Given this feedback and the charge from the working group, the committee discussed alternative models and began exploring a concept that they wish to be shared for membership feedback before sharing as a proposal to the working group and the Competition Oversight Committee.
Committee members began formulating this new concept based on the feedback received and because they feel they have exhausted the options to identify an at-large selection process that is fair, trusted, equitable and financially feasible for the cross country regional championships. The newly discussed concept would implement qualifying criteria/standards to be eligible to compete at the NCAA cross country regional championships and would be modeled as follows:
1) Five-site model with eight regions.
o Two sites (West and Mountain) would each consist of only one of the eight regions with one men’s race and one women’s race.
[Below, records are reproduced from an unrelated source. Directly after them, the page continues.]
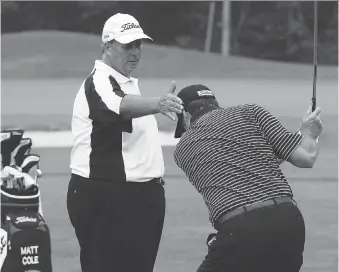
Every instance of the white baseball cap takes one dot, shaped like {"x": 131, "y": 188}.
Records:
{"x": 123, "y": 28}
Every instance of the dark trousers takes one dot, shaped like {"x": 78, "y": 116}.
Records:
{"x": 265, "y": 240}
{"x": 118, "y": 225}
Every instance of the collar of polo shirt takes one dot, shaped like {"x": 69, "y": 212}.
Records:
{"x": 100, "y": 65}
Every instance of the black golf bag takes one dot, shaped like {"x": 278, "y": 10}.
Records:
{"x": 25, "y": 237}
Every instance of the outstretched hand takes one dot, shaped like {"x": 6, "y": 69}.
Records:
{"x": 170, "y": 104}
{"x": 311, "y": 125}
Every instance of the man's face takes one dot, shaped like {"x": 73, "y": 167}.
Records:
{"x": 125, "y": 57}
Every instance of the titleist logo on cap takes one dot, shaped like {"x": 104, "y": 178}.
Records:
{"x": 205, "y": 92}
{"x": 128, "y": 26}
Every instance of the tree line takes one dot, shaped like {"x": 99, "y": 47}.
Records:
{"x": 276, "y": 30}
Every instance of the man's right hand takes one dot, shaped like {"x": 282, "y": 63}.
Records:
{"x": 311, "y": 125}
{"x": 169, "y": 104}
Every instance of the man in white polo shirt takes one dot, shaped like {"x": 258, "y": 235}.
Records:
{"x": 115, "y": 199}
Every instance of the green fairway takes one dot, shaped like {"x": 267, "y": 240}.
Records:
{"x": 186, "y": 225}
{"x": 57, "y": 54}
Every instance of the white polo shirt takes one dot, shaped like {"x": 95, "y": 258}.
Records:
{"x": 106, "y": 147}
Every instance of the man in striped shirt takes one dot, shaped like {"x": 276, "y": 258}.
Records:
{"x": 231, "y": 156}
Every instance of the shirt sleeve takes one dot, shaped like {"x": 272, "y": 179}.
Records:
{"x": 283, "y": 142}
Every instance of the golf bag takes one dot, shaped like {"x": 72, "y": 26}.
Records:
{"x": 25, "y": 243}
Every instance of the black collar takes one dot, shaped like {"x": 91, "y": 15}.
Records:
{"x": 203, "y": 111}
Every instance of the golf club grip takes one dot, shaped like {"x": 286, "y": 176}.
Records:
{"x": 315, "y": 55}
{"x": 314, "y": 103}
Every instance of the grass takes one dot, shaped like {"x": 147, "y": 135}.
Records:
{"x": 186, "y": 227}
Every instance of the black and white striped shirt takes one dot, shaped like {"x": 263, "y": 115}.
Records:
{"x": 230, "y": 156}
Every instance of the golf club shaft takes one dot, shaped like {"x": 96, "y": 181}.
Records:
{"x": 315, "y": 56}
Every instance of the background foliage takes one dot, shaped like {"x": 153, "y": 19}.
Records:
{"x": 276, "y": 30}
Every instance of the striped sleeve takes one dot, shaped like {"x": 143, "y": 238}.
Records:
{"x": 283, "y": 142}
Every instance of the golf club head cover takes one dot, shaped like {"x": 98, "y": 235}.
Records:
{"x": 10, "y": 139}
{"x": 29, "y": 161}
{"x": 23, "y": 148}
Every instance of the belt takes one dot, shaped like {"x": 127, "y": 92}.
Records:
{"x": 157, "y": 180}
{"x": 254, "y": 206}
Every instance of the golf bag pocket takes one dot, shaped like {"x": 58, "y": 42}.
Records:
{"x": 29, "y": 244}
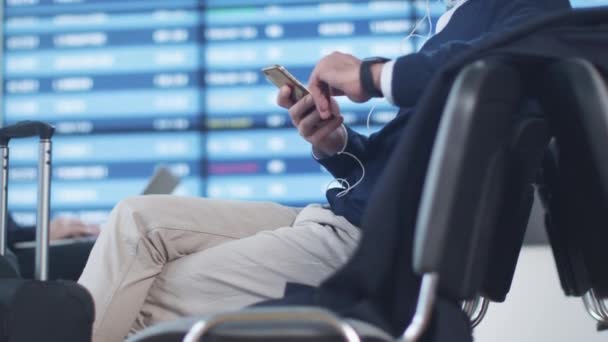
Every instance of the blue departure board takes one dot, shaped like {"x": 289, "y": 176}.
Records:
{"x": 130, "y": 85}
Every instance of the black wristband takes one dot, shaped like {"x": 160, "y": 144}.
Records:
{"x": 366, "y": 77}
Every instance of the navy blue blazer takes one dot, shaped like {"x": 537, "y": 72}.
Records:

One item to note here is that this would keep altitude schools together in one region and would prevent the West Coast/non-altitude schools from going to altitude or across regional lines (increasing travel).
o Three sites (Midwest/South/Northeast) would each consist of two of the eight regions and would have two men’s races and two women’s races at each site since technically two regions would be competing there.
(2) Develop qualifying criteria/standards to earn entry into the regional championships. (This develops qualifying requirements while also reducing the number of competitors at the regional championships.)
o Require schools to have at least a .500 record with a minimum number of total opponents during the regular season (the total number of opponents needs to be reviewed further to determine the right number, but if for example 40 opponents were required, no team with less than a 20-20 record could earn access to the regional championships), and;
o Teams would be required to finish in the top two-thirds of their conference.
▪ If a team finishes in the top two-thirds of its conference but does not have a .500 record it could not go to the regional championships.
▪ If a team has a .500 record but does not finish in the top two-thirds of its conference, it could not go to the regional championships.
▪ Teams that win their conference earn an automatic bid to the regional championships even if they do not have a .500 record.
o Individual student-athletes are not able to qualify to the regional championships if they do not finish in the top 25 of their conference meet.
While the committee does not feel this concept is better than the current nine-region model that is being used, members do feel this is the best concept they could devise that addresses qualifying standards, fewer sites and fewer participants as requested by the Division I Championships Finance Review Working Group.
The committee will continue to explore and consider additional details.